Meet India and Pakistan. The new millennium has been the coming to age of South Asia.
The various proposals on the table – demilitarization of Siachen, troop reduction, larger involvement of the Kashmiri separatists and economic cooperation are encouraging prospects. Yet in this context people to people contact is perhaps, the most effective way to bring about change.
And yet the words progress and cooperation lose their meaning if we realize that we, citizens of the twenty first century, supposedly mature and highly evolved, are still fighting over a piece of land. Are we guilty of repeating history’s mistakes? Savage and barbaric battles over land have been fought before, and are still being waged. How then do we call ourselves civilized members of a new world order? It is indeed a curious anomaly.
1971-the Bangladesh war, 2001- Kargil war. Two wars and a history of failed summits. Are India and Pakistan really serious about maintaining peaceful relations? Cynics might vouch for that, but hope fails to fade away.
Hampered by bombs, criticized and cautioned against, threatened with escalated terrorist activity and frightened into virtual submission, the Srinagar – Muzzafarabad bus huffed and puffed but finally took off almost two years back, indicating another predisposition overturned. It was a triumph of two governments, of the people courageous enough to travel and, in a broader sense, the essential triumph of humanity.

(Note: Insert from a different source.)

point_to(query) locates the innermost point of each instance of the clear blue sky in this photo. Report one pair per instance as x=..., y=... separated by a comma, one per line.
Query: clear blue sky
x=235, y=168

More recently the recent pictures of jubilation at the Wagah border gladdened our hearts but also brought home the sickening realization that thousands of innocent people like the ones recently released continue to languish in prisons all over the two countries. The newest proposal to make Siachen a tourist spot is perhaps fraught with complexities but yet for us it does signify the inclination of the two governments towards a lasting solution.
Such intermittent milestones keep hopes of a peaceful future alive and fiercely burning. The very fact that we come together to work out a compromise is proof enough that we want change, that we need change and that there will be a better tomorrow.